Carissimi

Carissimi,

scusate se ultimamente vi ho scritto e chiamato poco, ma ho davvero un sacco di cose da fare e queste sei ore indietro di certo non aiutano.

Qui, nonostante tutto, nonostante la vita, intendo, va abbastanza bene. Abbastanza bene, sì. Certo. Si vivacchia, ci sono parecchie cose che vorrei raccontarvi ma non so se abbia molto senso, come ogni volta in fondo, come ogni volta in cui prima di dire un qualcosa mi fermo, mi interrogo e mi chiedo: “Ma a questa persona interesserà un minimo quello che sto dicendo?” Tendenzialmente credo sempre di no, ogni tanto però, malgrado questo, mi spingo in avanti e parlo.

Fra pochi giorni traslocherò ancora, fra alcune settimane invece partirò. Sembra ormai che non sappia fare altro, alla fine è tutto un gioco di borse e valigie da chiudere e riaprire, lo scopo e la distanza sono diventati irrilevanti.

Penso sempre a mio papà quando diceva che ero “comodino”, nel senso di persona a cui piace stare comoda, ovvio, non il mobile. Penso a questa frase e mi viene da sorridere, su quanto negli anni, soprattutto negli ultimi, non sia più minimamente vera. Alla fine è tutto un andirivieni, un partire, un tornare, un andare, così all’infinito e non parlo solo del tempo verbale che ho usato per queste azioni.

A volte penso che sia tutto sbagliato, profondamente errato. Che sarebbe bene e forse anche bello ripartire da zero, ricominciare del tutto ma da non so quale punto. Altre volte invece credo che non mi manchi nulla, ma questa seconda opzione inizia ad essere sempre più rara, un pensiero sempre meno frequente. Avviene ancora, e finché capita non mi lamento e penso che vada bene così.

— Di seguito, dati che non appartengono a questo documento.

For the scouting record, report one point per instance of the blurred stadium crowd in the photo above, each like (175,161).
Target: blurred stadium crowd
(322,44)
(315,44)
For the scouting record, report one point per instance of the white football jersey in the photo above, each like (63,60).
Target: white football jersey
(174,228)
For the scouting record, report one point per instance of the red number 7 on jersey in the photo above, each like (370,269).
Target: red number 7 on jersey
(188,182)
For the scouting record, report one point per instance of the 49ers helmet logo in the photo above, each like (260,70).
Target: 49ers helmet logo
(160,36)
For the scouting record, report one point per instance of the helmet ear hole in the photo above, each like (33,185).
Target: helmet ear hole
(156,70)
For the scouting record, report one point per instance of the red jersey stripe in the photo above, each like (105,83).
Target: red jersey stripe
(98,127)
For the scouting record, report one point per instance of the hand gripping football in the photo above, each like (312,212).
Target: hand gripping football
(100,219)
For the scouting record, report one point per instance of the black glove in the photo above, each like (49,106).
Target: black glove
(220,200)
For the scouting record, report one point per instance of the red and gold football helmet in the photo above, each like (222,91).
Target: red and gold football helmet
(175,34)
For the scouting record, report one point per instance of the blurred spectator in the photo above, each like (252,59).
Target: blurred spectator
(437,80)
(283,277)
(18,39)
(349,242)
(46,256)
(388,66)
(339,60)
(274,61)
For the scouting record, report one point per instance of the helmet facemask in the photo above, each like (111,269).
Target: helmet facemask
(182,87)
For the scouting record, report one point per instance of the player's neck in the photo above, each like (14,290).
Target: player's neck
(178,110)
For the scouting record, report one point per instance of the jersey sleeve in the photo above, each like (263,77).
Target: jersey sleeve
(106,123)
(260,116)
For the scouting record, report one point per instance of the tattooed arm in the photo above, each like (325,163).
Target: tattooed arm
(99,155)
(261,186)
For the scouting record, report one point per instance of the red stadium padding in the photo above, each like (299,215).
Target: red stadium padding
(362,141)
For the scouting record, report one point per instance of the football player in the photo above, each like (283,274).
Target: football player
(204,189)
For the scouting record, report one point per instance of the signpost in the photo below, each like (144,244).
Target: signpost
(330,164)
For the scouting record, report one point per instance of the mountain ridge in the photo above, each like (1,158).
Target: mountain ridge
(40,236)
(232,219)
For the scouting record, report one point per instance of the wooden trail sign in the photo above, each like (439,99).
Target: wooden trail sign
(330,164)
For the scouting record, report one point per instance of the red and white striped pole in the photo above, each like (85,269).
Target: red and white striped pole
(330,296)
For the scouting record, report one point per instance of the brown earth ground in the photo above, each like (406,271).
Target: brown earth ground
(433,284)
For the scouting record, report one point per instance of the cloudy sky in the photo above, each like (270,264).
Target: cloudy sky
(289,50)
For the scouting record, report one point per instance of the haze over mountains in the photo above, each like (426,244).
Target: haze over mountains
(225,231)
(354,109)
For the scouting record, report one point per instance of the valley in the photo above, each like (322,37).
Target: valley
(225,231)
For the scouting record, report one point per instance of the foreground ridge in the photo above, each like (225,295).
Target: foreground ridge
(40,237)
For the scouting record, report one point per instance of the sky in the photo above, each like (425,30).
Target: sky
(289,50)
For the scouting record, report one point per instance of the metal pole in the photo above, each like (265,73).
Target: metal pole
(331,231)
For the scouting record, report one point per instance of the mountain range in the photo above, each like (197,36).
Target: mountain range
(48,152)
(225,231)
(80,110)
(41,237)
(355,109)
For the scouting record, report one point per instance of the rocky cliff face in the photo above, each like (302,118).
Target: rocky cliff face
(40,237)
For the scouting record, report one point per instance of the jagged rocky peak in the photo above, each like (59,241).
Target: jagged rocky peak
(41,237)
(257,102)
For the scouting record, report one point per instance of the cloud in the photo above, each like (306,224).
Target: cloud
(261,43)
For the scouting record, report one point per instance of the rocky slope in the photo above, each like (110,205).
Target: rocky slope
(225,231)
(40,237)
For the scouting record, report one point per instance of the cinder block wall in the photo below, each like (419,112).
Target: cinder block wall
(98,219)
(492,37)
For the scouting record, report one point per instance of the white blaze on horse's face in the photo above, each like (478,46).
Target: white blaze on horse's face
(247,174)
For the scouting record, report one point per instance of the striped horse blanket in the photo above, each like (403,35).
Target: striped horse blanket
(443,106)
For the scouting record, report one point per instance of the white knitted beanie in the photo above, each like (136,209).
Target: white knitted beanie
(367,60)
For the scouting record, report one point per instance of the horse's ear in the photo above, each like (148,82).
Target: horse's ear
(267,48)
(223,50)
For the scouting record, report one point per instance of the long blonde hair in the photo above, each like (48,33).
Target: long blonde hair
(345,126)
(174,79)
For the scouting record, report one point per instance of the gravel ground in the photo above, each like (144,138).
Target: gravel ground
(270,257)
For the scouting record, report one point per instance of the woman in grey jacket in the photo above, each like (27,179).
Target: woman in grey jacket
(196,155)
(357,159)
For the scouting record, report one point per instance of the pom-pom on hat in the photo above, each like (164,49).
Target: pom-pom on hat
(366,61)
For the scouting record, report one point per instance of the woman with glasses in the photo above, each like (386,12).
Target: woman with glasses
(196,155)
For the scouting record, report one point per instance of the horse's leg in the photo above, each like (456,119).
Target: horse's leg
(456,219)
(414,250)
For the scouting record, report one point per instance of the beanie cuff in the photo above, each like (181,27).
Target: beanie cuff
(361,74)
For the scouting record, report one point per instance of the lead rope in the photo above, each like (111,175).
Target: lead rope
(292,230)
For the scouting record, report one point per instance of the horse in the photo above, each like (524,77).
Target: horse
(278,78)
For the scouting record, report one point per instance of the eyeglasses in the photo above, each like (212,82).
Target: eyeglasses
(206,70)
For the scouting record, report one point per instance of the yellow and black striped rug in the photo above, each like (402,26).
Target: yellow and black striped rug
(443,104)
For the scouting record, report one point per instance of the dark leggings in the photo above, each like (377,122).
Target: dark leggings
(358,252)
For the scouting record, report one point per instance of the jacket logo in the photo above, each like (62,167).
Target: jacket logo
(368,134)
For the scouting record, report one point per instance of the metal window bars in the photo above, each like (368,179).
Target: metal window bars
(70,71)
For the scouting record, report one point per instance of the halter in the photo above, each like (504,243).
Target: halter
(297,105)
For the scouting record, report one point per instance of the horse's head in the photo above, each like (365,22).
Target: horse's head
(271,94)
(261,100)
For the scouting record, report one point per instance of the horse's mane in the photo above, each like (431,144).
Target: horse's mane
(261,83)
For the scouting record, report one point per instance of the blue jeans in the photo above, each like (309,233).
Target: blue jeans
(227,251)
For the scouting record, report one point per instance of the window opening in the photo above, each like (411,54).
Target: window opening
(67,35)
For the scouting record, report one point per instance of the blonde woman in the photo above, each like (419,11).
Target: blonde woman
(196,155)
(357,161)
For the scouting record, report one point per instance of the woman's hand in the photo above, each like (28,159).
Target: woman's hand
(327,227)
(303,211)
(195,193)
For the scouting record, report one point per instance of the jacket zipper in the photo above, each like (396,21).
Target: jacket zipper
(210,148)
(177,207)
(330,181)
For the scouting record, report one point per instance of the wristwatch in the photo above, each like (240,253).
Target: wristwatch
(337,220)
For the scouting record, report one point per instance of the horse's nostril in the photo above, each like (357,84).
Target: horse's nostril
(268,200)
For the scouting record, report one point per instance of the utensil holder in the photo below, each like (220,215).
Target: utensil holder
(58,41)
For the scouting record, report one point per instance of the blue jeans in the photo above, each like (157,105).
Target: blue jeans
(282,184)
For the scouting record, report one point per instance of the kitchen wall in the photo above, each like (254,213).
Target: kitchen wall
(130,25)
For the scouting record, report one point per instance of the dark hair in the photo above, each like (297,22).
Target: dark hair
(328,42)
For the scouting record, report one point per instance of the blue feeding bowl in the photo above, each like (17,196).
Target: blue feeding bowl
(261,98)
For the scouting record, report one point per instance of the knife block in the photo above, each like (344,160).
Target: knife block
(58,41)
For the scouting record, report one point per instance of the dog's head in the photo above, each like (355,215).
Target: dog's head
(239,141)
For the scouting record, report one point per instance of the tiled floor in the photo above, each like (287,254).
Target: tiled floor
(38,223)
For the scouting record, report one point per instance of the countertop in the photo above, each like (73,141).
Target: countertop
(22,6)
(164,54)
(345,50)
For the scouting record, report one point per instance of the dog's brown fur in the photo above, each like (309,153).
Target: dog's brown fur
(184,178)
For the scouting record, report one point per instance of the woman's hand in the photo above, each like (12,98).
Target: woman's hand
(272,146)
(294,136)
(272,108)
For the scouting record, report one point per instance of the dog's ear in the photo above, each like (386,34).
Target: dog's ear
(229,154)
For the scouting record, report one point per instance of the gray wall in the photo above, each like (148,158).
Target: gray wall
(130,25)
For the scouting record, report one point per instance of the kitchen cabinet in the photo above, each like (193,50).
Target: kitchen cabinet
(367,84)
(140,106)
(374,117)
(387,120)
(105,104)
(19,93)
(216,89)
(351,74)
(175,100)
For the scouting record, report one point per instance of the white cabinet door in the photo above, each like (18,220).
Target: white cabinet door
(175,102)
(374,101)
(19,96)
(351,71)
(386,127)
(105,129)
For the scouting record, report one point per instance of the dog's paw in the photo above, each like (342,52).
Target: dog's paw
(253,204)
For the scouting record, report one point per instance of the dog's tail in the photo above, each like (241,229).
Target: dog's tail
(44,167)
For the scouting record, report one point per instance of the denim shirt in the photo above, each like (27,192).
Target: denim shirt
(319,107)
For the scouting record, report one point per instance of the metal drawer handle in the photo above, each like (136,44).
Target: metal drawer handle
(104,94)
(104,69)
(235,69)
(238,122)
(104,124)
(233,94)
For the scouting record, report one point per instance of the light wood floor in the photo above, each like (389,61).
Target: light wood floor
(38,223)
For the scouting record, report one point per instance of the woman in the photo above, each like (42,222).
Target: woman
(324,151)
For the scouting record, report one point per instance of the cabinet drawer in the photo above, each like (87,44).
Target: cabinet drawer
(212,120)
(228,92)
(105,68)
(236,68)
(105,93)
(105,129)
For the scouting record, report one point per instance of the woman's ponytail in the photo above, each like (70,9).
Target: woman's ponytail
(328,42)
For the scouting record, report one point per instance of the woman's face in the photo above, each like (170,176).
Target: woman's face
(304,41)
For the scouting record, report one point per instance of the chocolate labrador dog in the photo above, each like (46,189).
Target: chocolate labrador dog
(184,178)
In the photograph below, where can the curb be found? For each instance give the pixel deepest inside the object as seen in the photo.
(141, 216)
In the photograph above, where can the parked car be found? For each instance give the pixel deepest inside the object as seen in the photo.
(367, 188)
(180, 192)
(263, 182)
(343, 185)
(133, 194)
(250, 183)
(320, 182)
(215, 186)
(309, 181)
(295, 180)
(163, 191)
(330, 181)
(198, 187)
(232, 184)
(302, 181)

Alicia oggi mi ha suggerito di essere il Mastroianni che idealizzano le donne nordamericane, mi ha fatto sorridere che io, ovviamente, ho pensato al Mastroianni di 8 e mezzo. A quello che ho capito meno, sia come personaggio che come film, anche perché ricordo lo stato con cui ci presentammo a lezione per vedere quella pellicola, in quel pomeriggio torrido di inizio maggio di sette anni fa.

Forse avrei bisogno di una giornata così. Di quelle spumeggianti, che partono alla grande e poi non sai mai dove ti portano, ma che rimangono conficcate nella memoria.

Anche questo ruolo da soldato solitario forse ha un po’ stancato. Questo essere da solo che per anni ho visto come una forza e un pregio (e lo è ancora, senza dubbio) ma che in fondo però mi ha inaridito. Mi ha reso talmente vuoto dentro che potrei andare lasciar via chiunque facendomi forte del “Posso fare a meno di tutti”, un concetto applicabile a livello universale. È molto vero, se non fosse è che alla lunga diventa un limite, un’arma a doppio taglio, perché non ti dà più l’esatto valore delle cose e l’importanza che attribuisci a certa gente. Diventa particolarmente autoreferenziale.

Tuttavia, non so cosa aspettarmi, anzi sì, e forse per questa ragione mi annoio sempre. Sono tornato da un mese e sembra almeno il triplo, non so dove sto raccogliendo queste energie, probabilmente ormai vado avanti per inerzia. Ma questo 2015 a mio avviso è durato fin troppo e potrebbe anche togliersi di mezzo.

Oggi mentre camminavo durante l’ora di pranzo mi è passato davanti un cane che se ne andava sereno al trotto, non so perché ma mi è venuto da dirgli a voce alta: “A grande!”.

Mi è scappato un sorriso.

Ora vi lascio, è sempre bello sapere che ancora mi pensate in qualche modo.